Supporting your mental health as a carer


The changes people can experience when living with a brain injury can sometimes make caring for them overwhelming. It’s important to remember that taking care of your own mental health is just as important as taking care of your loved one. In this article, we’ll give you some practical tips and strategies for supporting your own mental health.

Accept help from others

Being a carer can be an isolating experience. Where possible look to find and connect with others who are also caring for someone living with a brain injury or disability.

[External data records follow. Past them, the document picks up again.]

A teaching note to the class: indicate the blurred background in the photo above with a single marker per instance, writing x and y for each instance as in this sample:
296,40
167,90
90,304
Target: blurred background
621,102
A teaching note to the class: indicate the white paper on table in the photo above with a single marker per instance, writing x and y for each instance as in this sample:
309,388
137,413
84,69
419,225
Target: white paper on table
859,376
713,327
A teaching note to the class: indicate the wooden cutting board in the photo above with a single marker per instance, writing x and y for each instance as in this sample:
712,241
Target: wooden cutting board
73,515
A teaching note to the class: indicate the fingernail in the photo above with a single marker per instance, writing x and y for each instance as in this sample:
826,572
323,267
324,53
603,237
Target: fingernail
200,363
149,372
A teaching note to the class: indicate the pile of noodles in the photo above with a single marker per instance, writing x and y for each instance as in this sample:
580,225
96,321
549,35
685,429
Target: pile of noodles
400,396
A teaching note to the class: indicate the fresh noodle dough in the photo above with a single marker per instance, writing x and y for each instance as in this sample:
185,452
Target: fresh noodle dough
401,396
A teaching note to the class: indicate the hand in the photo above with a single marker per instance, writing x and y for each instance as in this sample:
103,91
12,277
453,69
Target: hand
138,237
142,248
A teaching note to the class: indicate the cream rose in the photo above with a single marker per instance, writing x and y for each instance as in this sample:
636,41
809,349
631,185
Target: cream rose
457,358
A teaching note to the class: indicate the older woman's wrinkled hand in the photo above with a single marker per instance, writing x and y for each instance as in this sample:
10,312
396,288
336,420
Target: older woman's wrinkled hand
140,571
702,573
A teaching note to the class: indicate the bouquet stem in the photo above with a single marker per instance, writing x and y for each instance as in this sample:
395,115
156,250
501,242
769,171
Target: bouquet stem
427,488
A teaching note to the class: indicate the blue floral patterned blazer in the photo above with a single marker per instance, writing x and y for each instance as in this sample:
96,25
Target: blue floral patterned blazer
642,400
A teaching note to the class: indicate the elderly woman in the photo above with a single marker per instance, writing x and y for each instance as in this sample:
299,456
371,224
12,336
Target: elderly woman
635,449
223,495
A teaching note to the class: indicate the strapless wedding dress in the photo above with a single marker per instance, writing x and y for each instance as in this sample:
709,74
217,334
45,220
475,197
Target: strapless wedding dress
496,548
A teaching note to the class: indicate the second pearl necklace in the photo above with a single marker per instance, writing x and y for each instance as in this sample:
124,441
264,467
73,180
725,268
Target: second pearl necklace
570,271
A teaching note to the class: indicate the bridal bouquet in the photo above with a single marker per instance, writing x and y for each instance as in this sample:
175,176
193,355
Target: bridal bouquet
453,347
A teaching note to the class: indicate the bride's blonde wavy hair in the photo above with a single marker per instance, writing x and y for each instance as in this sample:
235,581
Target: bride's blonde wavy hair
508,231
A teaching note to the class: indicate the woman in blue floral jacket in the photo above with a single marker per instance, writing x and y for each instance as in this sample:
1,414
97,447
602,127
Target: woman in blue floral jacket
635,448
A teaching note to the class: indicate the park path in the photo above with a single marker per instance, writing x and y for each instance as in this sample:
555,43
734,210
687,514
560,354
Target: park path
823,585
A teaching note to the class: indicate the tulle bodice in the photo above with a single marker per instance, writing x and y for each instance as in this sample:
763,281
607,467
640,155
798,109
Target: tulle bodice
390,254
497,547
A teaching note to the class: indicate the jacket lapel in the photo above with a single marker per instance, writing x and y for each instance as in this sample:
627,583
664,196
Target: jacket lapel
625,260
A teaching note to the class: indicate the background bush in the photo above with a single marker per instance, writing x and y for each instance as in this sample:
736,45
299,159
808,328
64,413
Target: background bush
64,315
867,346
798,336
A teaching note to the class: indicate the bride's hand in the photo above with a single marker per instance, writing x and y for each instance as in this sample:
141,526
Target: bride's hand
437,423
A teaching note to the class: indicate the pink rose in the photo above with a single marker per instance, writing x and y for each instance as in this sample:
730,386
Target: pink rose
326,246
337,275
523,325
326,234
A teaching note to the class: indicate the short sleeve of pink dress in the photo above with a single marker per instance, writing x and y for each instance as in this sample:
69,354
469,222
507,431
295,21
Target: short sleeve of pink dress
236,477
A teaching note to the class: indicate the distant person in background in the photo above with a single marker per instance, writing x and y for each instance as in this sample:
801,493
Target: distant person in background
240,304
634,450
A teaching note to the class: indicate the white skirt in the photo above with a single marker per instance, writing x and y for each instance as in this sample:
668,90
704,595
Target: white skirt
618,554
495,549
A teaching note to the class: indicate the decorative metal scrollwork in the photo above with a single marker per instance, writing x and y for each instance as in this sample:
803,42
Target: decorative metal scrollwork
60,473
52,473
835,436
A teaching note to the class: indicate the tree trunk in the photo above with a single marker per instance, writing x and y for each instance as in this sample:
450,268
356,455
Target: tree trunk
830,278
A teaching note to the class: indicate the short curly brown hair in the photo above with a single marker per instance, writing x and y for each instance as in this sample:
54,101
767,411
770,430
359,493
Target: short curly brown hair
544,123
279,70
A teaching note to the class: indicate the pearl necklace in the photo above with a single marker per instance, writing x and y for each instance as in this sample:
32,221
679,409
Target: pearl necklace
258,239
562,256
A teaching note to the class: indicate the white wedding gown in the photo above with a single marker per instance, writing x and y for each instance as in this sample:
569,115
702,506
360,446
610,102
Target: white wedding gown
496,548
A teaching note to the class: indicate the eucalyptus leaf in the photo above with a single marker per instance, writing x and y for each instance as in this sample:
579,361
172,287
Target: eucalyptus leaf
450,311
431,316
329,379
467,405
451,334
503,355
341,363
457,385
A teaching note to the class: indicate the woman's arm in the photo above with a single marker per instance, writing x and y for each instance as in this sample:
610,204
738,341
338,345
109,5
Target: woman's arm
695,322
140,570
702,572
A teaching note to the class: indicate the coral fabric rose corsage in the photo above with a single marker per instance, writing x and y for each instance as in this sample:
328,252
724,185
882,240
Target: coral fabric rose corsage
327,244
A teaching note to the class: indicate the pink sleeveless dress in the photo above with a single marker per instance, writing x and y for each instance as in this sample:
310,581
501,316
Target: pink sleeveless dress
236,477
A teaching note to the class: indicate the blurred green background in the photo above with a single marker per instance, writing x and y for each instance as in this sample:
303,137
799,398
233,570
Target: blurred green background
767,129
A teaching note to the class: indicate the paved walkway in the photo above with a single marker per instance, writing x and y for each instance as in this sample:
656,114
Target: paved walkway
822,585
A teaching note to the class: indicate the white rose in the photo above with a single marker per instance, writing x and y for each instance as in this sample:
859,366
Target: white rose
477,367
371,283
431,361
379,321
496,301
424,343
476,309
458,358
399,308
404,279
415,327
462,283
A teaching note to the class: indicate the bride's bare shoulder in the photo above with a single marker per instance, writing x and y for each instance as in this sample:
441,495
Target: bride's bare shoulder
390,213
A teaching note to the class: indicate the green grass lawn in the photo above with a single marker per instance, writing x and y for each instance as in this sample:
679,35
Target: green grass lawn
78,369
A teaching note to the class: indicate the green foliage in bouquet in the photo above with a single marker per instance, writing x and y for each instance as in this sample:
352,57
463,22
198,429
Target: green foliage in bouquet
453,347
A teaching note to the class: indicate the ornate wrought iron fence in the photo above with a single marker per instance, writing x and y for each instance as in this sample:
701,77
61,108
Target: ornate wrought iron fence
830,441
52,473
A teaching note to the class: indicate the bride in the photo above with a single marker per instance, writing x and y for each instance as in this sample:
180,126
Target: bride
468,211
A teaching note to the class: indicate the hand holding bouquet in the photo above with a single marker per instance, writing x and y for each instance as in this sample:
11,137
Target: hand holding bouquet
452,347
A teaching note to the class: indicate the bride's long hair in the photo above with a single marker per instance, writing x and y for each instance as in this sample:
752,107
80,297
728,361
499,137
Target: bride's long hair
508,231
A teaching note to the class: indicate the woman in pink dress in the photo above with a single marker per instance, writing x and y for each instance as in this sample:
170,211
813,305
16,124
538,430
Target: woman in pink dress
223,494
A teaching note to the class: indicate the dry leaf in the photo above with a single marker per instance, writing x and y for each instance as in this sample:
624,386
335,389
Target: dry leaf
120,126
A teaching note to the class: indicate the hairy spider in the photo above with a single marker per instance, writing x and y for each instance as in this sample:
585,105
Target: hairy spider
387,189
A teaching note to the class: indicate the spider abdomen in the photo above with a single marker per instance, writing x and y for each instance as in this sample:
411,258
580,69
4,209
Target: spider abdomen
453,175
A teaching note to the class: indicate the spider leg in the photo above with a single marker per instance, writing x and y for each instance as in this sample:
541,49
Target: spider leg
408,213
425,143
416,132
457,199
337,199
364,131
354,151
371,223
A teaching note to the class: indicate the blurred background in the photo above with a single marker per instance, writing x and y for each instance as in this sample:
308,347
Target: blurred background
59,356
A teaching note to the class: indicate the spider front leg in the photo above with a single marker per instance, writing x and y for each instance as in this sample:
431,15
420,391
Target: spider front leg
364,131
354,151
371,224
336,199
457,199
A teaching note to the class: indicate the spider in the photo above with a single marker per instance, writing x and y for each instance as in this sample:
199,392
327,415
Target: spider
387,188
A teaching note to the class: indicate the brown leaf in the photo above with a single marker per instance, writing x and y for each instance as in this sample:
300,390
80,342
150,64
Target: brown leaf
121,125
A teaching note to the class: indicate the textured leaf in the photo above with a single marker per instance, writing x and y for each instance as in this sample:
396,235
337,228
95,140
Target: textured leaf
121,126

Reach out to friends, family, or support groups in your community and don’t be afraid to say yes to help when it’s offered. Talking to others who are going through a similar experience can be a great source of comfort and can help you feel less alone.

Synapse has online and in-person support groups for carers across NSW, QLD, and WA.

Learn the impact of a brain injury

Understanding how brain injuries occur, the effects of a brain injury and how it may impact everyday life can give you a better understanding of your loved one’s symptoms. This will also help you manage your own expectations, reactions, and feelings when things occur. Take time to read books, articles, Synapse’s website, and other resources about brain injuries and its impact on behaviour, emotions, and cognitive functioning.

Look for ways to give yourself a break

Caring for someone with a brain injury isn’t the same as a 9-5 job, you can’t leave at the end of the day. Yet, you need to find ways to take breaks and give yourself time to recharge. Take advantage of respite care services or ask friends and family to help out so you can take some time for yourself. Even short breaks can help you feel better or provide you with a new perspective on things.

Talk to someone

If you’re struggling with your own mental health because of caring for someone with a brain injury, don’t hesitate to seek professional support. A therapist or counsellor can provide you with tools and strategies to manage stress, anxiety, and other emotions. They can also provide a safe space to talk about your experiences and feelings.

Here are some services you can visit for support:
Beyondblue or call 1300 224 636
Lifeline or call 13 11 14
MensLine Australia or call 1300 789 978
Carer Gateway

Caring for someone with a brain injury can be a challenging experience that takes a toll on your own mental health. Taking steps to care for yourself and seek support when you need it can make all the difference for you and your loved one now and into the future. If you need more support and resources for carer, please reach out to Synapse’s Information and Referral team.

Other strategies

  • Practice self-care: Make sure to prioritise self-care activities such as exercise, healthy eating, and trying to get enough sleep
  • Try mindfulness activities: Take a few moments each day to practice mindfulness techniques such as deep breathing or meditation to manage stress.
  • Set clear boundaries: Set realistic expectations for yourself and your loved one and look for ways to gain support, like accessing the NDIS or My Aged Care.